Gumbs assured the audience that she wasn’t finished with Audre Lorde yet, though she’s not sure all the places her interest in the “warrior poet” will take her.
In addition to the Lorde biography, Gumbs has co-edited Revolutionary Mothering: Love on the Front Lines (PM Press, 2016) and a triptych of her experimental works was published by Duke University Press between 2016 and 2020. Her poetry and fiction have appeared in many creative journals. She has garnered a plethora of honors. Gumbs was a 2020-2021 National Humanities Center Fellow and a 2022 National Endowment of the Arts Creative Writing Fellow. She earned the Lucille Clifton Poetry Prize, the Firefly Ridge Women of Color Award, and a Pushcart Prize nomination. Gumbs was a 2023 Windham-Campbell Prize Winner in Poetry.
Gumbs’s 2020 book, Undrowned: Black Feminist Lessons from Marine Mammals, earned the prestigious 2022 Whiting Award in Nonfiction. The book is a meditation on the evolutionary adaptations made by our aquatic cousins that activists—and humans, in general—might do well to adopt.

Photo by Kelly Marsh
She invoked this theme in a workshop attended by 10 students, faculty members, and administrators the day after her talk. Among other activities, Gumbs asked participants, gathered in a circle, to consider the anatomy of a dorsal fin, which stabilizes movement and allows marine mammals like dolphins and porpoises to set direction. She then asked the participants to consider their own “dorsal practices”—what helps them stabilize and move through the world—meditation, therapy, supportive friends—and discuss it among themselves.
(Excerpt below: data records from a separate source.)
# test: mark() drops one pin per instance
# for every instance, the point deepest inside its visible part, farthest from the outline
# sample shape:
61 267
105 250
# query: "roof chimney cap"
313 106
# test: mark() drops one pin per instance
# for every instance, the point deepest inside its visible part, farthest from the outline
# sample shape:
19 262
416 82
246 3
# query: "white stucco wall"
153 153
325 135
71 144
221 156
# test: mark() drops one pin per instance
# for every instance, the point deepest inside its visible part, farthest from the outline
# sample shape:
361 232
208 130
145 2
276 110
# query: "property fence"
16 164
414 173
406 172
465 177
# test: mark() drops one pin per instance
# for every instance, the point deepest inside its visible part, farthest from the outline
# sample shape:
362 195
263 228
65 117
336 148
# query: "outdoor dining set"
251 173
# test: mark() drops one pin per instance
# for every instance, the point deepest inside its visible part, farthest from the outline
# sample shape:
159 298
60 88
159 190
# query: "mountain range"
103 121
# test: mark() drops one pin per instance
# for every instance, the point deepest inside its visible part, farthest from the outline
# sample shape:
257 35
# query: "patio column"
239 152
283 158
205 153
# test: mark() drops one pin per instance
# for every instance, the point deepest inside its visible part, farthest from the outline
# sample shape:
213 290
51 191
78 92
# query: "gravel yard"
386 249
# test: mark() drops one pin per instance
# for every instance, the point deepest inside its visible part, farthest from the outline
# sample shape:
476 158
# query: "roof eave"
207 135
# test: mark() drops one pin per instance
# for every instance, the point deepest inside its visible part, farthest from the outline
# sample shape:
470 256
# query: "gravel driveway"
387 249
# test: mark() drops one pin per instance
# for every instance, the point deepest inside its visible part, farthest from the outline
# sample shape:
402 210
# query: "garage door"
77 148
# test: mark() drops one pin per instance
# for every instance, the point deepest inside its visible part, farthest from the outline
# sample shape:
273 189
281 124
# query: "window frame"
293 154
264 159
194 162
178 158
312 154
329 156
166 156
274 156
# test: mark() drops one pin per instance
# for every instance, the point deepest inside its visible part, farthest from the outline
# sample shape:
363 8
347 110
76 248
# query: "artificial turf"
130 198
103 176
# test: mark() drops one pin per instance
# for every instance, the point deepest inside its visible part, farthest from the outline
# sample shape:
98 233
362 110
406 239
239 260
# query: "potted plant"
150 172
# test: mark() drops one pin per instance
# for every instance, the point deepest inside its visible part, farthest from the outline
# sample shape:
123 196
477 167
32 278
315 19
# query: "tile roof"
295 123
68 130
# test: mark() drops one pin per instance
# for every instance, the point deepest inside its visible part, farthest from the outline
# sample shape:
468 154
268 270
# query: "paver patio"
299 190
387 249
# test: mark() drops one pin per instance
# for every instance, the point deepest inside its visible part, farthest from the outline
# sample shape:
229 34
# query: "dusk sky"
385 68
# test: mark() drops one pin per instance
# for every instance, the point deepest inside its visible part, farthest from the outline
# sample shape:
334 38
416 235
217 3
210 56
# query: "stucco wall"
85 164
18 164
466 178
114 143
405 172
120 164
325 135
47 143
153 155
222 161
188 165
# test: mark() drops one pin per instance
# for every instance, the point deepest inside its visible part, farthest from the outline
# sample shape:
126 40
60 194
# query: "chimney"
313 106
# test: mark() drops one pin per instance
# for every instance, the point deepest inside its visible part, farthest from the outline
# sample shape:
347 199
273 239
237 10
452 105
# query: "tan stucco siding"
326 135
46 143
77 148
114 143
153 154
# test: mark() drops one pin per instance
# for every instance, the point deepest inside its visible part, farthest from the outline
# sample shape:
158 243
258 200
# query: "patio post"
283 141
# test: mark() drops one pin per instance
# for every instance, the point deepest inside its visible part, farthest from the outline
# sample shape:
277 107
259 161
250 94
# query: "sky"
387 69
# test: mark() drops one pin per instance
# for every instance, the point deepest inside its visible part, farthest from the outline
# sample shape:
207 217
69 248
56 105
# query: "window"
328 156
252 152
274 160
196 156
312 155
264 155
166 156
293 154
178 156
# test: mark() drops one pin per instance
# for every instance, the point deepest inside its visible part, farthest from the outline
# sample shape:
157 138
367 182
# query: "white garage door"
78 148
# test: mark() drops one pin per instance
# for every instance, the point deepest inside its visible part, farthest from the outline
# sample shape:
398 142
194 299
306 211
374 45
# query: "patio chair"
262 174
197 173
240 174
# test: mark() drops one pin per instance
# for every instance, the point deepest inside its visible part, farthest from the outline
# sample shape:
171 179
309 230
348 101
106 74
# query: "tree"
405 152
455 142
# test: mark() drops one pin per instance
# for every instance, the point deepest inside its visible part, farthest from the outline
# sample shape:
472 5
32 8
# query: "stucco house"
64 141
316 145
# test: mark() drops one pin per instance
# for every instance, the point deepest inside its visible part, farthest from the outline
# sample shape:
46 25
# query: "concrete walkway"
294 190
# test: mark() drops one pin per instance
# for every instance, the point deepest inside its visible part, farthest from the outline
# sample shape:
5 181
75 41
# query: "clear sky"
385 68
Gumbs’s visit was sponsored by Africana Studies, Dean of the Faculty Office, American Studies, and Women, Feminist, and Queer Studies. Diane Harriford, Director of Africana Studies, said many students had urged the College to bring Gumbs to campus. Three of them—Marissa Desir ’25, Harrison Brisbon-McKinnon ’26, and Shyasia Arnold ’26—introduced Gumbs and offered their own words in poetry and prose, before Gumbs’s talk.
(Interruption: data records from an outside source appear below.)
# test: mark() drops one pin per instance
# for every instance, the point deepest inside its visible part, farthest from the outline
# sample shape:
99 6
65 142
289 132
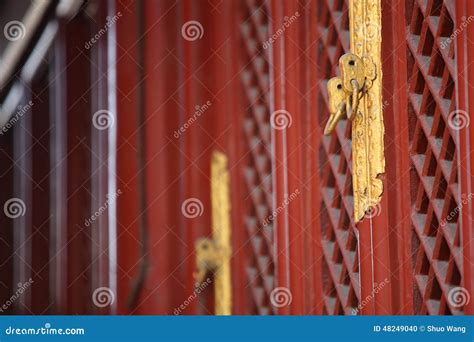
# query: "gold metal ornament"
357 95
213 255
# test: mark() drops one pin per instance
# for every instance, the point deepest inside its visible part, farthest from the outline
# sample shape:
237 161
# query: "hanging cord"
138 282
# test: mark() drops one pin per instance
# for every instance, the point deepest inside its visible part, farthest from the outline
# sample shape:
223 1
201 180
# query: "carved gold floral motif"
368 161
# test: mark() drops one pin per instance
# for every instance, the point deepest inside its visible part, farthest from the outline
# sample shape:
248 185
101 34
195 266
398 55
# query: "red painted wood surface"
404 258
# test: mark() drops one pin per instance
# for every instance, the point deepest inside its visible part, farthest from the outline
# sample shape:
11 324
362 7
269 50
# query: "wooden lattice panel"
257 170
434 187
340 272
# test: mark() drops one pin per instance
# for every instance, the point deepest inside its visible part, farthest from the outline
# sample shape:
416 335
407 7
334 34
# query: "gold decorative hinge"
357 96
213 255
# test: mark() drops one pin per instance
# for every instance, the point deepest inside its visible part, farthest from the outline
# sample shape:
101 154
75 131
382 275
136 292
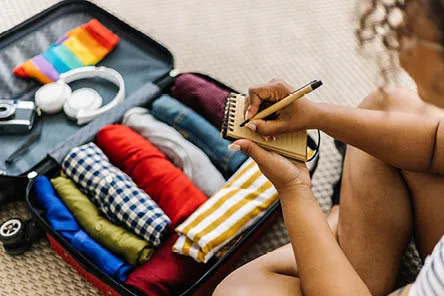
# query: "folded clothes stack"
151 175
149 168
200 132
113 237
62 221
202 96
166 273
235 207
183 154
115 193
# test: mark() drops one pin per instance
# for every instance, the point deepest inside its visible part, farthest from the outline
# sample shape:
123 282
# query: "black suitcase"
138 58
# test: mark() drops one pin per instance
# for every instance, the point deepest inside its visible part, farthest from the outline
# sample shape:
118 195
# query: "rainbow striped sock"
85 45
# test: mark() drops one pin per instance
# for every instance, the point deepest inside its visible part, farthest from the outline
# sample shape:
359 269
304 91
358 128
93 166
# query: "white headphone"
84 104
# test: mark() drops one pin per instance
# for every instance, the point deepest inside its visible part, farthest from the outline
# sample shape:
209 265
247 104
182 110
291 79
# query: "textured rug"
241 43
At the end of the visit, Desir reflected, “I first read Gumbs’s work in 2022 and it was unlike any book I had read before. Her work inspired me to acknowledge my listening, learning, and community practices more intentionally … I wished to have others in my community experience her words but also the presence she brings … I appreciate the Africana Studies Department so much for bringing her and taking the time to listen to student voices.”